SA'S MYSTERIOUS LISTERIOSIS DEATH TOLL DOUBLESDate: 2018-01-09
The origin of the outbreak in South Africa remains a mystery, but a Sovereign Food abattoir has been closed after listeria bacteria were found there.
In the past month, the listeriosis outbreak plague's death toll has nearly doubled, from 36 to 61, as SA grapples with an outbreak that expert says is the worst on record – worldwide.
Sovereign Foods, which is based in the Eastern Cape, is one of the major poultry producers in Africa. The company delisted from the JSE on 22 November 2017, concluding a management buyout funded by a private equity firm called Capitalworks.
Health Minister, Aaron Motsoaledi, said the strain found at the abattoir was not the ST6 strain responsible for the deadly outbreak. At a briefing in Pretoria on Monday, a chicken sample that was collected from the fridge at a patient's home tested positive for Listeria monocytogenes.
This chicken was traced back to the store and then back to the abattoir, which was sourced from Sovereign Foods, said Motsoaledi.
All the samples collected from the abattoir have so far failed to pick up the ST6 strain of the outbreak that the country is experiencing.
As a precaution‚ the abattoir was served with a prohibition notice pending further investigations.
“At this juncture, we cannot conclude that the abattoir called Sovereign Foods is the source of the present outbreak. But we can conclude that it has listeria, which can cause illness, and hence it was in the best interest of public health that the abattoir was prohibited from further preparing food pending the cleaning of the environment and meeting certain conditions given to them,” added Motsoaledi.
He said the number of cases of listeriosis confirmed via lab testing had increased from 557 in early December to 727 at the latest count. Food scientists are claiming that it is the worst documented listeriosis outbreak in global history.
“Now out of the total of 727 laboratory confirmed cases which we know about, we are only able to trace 134 actual patients, which is only 18%. This means that we still have a long way to go in searching. Out of the 134 traced patients, 61 had passed on,” said Motsoaledi.
The health department had taken a number of measures to fight the outbreak, including declaring listeriosis a notifiable condition for the first time in history; conducting genome sequencing analysis on samples, and checking with potential source areas that hygiene guidelines were being followed.
Rufaro Chatora, the country representative of the World Health Organisation, said SA had done well to declare the listeriosis as a notifiable condition. He said while the condition had been found in France, the US and Denmark, SA’s latest outbreak were one of the longest.
Acting director-general of the Department of Agriculture, Forestry and Fisheries, Mooketsa Ramasodi, said the department was compiling a list of countries, including Brazil, where it was considering a precautionary and temporary ban on the import of foods that could have been contaminated through unhygienic practices.
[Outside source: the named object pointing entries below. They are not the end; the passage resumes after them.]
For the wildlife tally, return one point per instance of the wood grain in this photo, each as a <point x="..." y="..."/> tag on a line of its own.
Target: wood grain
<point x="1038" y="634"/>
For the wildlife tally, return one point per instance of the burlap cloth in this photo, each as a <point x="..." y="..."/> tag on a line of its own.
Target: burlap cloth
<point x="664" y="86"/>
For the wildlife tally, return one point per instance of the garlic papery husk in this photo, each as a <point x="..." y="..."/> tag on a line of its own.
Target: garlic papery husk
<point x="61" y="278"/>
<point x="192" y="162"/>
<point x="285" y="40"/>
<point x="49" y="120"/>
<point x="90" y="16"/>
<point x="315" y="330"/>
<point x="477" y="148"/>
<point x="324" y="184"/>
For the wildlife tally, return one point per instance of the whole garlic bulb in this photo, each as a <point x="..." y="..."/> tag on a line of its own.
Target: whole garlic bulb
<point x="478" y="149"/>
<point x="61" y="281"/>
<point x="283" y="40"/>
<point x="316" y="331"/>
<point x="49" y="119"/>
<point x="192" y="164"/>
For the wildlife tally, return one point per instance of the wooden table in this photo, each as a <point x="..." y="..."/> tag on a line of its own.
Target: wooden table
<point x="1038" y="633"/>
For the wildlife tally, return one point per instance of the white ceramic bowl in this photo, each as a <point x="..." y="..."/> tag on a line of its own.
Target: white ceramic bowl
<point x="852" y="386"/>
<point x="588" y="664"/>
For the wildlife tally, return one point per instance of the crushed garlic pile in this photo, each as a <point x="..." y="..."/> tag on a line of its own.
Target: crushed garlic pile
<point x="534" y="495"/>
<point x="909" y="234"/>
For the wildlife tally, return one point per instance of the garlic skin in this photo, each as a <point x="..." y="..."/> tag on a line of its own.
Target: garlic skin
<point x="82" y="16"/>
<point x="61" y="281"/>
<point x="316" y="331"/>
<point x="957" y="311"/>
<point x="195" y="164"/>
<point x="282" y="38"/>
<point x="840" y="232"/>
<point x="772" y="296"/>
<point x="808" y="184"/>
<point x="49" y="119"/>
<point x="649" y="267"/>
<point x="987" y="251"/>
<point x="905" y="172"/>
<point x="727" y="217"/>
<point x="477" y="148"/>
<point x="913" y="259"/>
He said the department was not aware of any country which intended to ban South African goods as a result of the latest outbreak. The outbreak is across all nine provinces and clinical tests have revealed that the listeria originates from a single source — "most likely a food product on the market or a series of food products produced in the same manufacturing environment", says Dr Lucia Anelich‚ a prominent South African food microbiologist and food safety expert.
"I concur with my colleagues from business‚ academia and governments‚ in Europe‚ Australia‚ Canada and the US‚ that this is the worst documented listeriosis outbreak in global history," she said.
Foods most often implicated in foodborne outbreaks globally are deli meats (polony‚ ham etc) and hot dogs; refrigerated pâtés or meat spreads; unpasteurised (raw) milk and dairy products; soft cheese made with unpasteurised milk‚ such as feta‚ brie and camembert; refrigerated smoked seafood; and raw sprouts and pre-packaged salads.